Instead, the Peter Malinauskas-led Opposition is expected to outline a new policy agenda of its own, designed to rein in local government costs and make the sector more accountable – in a bid to avoid being painted by the Liberals as a barrier to reform.
InDaily understands the ALP position was formalised at a caucus meeting yesterday and followed a series of meetings with Upper House crossbenchers.
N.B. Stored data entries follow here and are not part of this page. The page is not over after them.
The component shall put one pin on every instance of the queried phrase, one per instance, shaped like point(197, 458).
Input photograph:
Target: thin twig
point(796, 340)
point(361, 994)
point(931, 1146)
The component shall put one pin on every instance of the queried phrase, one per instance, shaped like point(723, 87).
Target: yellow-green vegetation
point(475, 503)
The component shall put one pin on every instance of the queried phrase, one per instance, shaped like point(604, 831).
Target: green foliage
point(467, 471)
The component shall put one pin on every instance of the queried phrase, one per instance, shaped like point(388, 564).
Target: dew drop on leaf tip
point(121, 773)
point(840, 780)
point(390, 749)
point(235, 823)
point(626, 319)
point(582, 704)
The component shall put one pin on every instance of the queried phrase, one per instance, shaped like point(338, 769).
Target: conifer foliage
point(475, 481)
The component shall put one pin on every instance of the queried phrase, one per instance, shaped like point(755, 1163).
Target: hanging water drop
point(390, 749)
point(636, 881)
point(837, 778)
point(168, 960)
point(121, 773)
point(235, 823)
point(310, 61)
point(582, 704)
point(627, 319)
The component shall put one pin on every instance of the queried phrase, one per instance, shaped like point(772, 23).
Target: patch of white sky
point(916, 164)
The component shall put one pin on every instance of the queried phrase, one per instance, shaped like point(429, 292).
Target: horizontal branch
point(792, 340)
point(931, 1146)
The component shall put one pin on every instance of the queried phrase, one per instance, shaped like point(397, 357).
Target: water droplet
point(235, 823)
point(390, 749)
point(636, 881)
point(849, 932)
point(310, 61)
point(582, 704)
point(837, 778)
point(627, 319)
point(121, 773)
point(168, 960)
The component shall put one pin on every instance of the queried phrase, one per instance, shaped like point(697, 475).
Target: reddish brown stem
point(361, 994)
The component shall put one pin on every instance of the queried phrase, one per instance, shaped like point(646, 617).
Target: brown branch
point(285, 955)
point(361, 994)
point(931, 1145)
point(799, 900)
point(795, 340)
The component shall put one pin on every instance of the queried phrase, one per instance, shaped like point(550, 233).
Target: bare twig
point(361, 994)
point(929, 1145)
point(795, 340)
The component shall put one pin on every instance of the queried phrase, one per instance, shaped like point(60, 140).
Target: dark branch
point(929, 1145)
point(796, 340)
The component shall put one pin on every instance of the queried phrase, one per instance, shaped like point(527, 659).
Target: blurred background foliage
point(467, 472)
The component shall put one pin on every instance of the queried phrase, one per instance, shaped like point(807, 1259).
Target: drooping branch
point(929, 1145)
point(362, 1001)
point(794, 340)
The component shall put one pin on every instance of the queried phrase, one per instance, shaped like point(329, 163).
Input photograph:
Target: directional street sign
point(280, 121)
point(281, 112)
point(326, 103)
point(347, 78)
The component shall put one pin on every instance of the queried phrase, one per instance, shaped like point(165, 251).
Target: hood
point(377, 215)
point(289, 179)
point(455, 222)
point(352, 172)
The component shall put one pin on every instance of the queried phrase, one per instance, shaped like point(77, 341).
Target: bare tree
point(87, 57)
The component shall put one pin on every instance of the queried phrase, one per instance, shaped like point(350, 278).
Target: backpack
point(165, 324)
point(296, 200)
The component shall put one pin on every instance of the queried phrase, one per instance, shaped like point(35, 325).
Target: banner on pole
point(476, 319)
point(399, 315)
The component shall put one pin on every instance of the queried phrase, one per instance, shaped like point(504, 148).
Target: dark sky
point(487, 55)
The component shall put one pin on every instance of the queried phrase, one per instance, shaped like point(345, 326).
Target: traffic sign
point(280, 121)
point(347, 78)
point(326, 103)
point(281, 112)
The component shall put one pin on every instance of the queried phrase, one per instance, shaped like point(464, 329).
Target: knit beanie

The Greens and SA Best have already reconfirmed their own opposition to the bill, making Labor’s decision crucial to the passage of one of the Liberal Government’s signature reforms.
The move will mean the still-fledgling Liberal Government will be unable to pass two of its most longstanding election pledges, with rate-capping and shop trading deregulation both doomed to fail in the Upper House.
Labor’s Local Government spokesman Tony Piccolo refused to confirm the party’s position, telling InDaily: “All I can tell you is we’ll be making an announcement in time for the [parliamentary] sitting next week.”
InDaily understands Labor will effectively back the position of the Local Government Association, which came out strongly against the Liberal legislation after a special board meeting held earlier this month.
But the Opposition, wary of being painted into a corner politically by blocking the measure, is set to unveil a suite of its own sector reforms, which are likely to garner crossbench support.
These could include the creation of a ‘Local Government Commission’ – a centrepiece of SA Best’s own policy platform – which would have oversight for accountability of elected representatives.
It’s expected the ALP policy agenda will address a host of areas that have come under intense scrutiny in recent months, including transparency in spending, including executive salaries and perks such as council credit cards and overseas travel.
The Liberal policy was given impetus by ongoing scandals at Onkaparinga council, which ultimately prompted mayor Lorraine Rosenberg to step down as LGA president. She has since opted not to recontest her role as mayor at this year’s council election.
It’s understood Labor’s proposals will address issues arising from these controversies, as well as broader measures the Opposition can sell as designed to bring down council rates.
Local Government Minister Stephan Knoll did not comment today.